Mémoires du marquis d’Argens/Lettres/IX
Le quart des habitans de Bruxelles sont appelés monseigneur#1. Il y a plus d’Excellences dans cette ville qu’il n’y a à Rome, d’évêques in partibus. En Flandre tout est baron, comte, marquis. Les Allemands sont des bourgeois sur le préjugé de la noblesse, eu égard aux Flamands. Un homme, dès qu’il s’éveille le matin, prend grand soin de se dire à lui-même qu’il est gentilhomme ; le reste de la journée, il ne le laisse ignorer à personne ; et quiconque l’approche, l’apprend bon gré malgré qu’il en ait. Les seigneurs bruxellois sont dans une consternation infinie de ce que la présence de l’archiduchesse[1] les empêche de se promener dans la ville en carrosse à six chevaux. Leurs seize quartiers sont blessés de n’être voiturés que par deux.

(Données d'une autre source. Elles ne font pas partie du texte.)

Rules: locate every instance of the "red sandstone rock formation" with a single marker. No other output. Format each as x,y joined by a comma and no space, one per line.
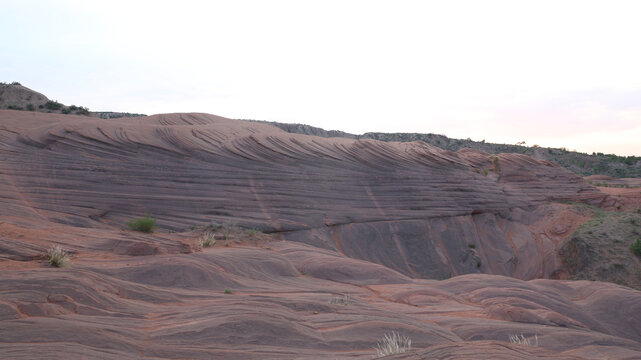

La peinture est ici dans un triste état. Il ne reste plus de l’école de Rubens et de Van Dyk, que quelques tableaux dans les églises et dans les cabinets des curieux. Les peintres répandus aujourd’hui dans la Flandre, sont de véritables barbouilleurs. Il y en a un à Bruxelles qui copie parfaitement. Mais qu’est-ce que cela, eu égard aux grands hommes qui ont vécu dans ce pays ?
Une comédie française de Province roule dans les grandes villes. Je lui ai vu estropier le Rhadamiste de Crébillon.
Rousseau est ici[2]. On y pense sur lui comme nous faisons à Paris. On estime son édition de Soleure ; on ne lit point ses derniers ouvrages.
- ↑ Bruxelles était du temps où écrivait le marquis d’Argens, peuplé d’une foule de nobles et de grands seigneurs qui fréquentaient la cour du gouverneur-général.
- ↑ Voyez plus haut ce que nous avons dit de J. B. Rousseau. Après avoir joui quelque temps de l’amitié du duc Daremberg, il se brouilla avec lui, quitta Bruxelles, et y revint mourir.